My first impulse was to write a poem which included many voices juxtaposed (in more or less the manner of Pound's "Cantos" or Eliot's "The Waste Land”) which I could perform solo. (You can find one such poem, "Darkness. The light comes slowly," on pages 25 –27 of my book, O Powerful Western Star.) But it occurred to me that it would be even more interesting if these various voices were spoken by different people. In theory, almost every phrase of my poem, "Overture: Chorus" should be spoken by a separate person.

 

Adelle and I have at times performed the poem with several speakers, but, from a practical point of view, and given important considerations of rhythm and timing and even rehearsals, it's easier to do it with two people performing all the voices.
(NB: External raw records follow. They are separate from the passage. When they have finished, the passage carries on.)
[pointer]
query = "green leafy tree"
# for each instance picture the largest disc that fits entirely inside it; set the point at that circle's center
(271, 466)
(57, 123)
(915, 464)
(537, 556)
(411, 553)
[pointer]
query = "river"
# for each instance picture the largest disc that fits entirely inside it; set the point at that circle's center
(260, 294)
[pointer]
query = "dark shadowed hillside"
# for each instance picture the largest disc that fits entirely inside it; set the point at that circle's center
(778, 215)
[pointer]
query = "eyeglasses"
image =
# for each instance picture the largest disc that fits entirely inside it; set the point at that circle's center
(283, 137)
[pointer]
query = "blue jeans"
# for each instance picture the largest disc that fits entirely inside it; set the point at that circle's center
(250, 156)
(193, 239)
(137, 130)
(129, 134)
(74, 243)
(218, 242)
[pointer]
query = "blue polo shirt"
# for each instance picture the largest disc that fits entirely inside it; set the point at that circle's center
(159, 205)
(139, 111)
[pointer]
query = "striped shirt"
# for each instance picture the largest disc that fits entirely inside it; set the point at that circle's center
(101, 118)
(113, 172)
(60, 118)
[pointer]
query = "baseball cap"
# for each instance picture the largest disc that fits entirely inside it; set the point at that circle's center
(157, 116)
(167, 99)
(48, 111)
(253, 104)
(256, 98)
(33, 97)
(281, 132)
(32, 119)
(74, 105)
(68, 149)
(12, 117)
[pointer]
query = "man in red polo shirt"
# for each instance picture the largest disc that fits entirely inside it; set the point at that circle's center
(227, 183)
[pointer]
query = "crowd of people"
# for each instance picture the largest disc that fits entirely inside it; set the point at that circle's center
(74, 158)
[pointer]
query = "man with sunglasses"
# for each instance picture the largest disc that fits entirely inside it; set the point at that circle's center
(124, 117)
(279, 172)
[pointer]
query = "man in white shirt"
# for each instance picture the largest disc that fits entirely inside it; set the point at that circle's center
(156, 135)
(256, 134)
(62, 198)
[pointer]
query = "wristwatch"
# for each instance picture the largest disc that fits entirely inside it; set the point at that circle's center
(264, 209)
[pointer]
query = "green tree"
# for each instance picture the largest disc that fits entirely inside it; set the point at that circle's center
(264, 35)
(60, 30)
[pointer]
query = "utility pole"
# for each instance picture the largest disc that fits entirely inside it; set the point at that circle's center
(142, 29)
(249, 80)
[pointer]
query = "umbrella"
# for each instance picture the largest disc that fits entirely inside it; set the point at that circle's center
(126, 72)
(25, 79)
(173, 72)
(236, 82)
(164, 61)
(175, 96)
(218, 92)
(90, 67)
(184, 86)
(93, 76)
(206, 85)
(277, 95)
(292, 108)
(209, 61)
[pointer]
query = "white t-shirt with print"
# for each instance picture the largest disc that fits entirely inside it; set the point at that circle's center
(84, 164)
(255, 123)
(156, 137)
In "Overture: Chorus," the two voices have the effect of two

strains or aspects of consciousness both trying to find "voice"--and finally manifesting simultaneously in a problematical duet. Someone described one of my choral poems in this way: “The reader/listener is seduced into the willing participation in chaos.”

 

We have also used this technique in presenting "essays." "Words & Books, Poetry & Writing" from O Powerful Western Star is simply an "essay" when you read it silently: something which seems to be the production of a single consciousness. When this "essay" is performed as a "speech," however, it is quite a different experience: ambiguities are far more apparent, and each voice constantly interrupts the other. It no longer seems like the product of a single, unified, "individual"

consciousness but something quite different from that: an eruption of of a multiple, constantly tentative consciousness into thought.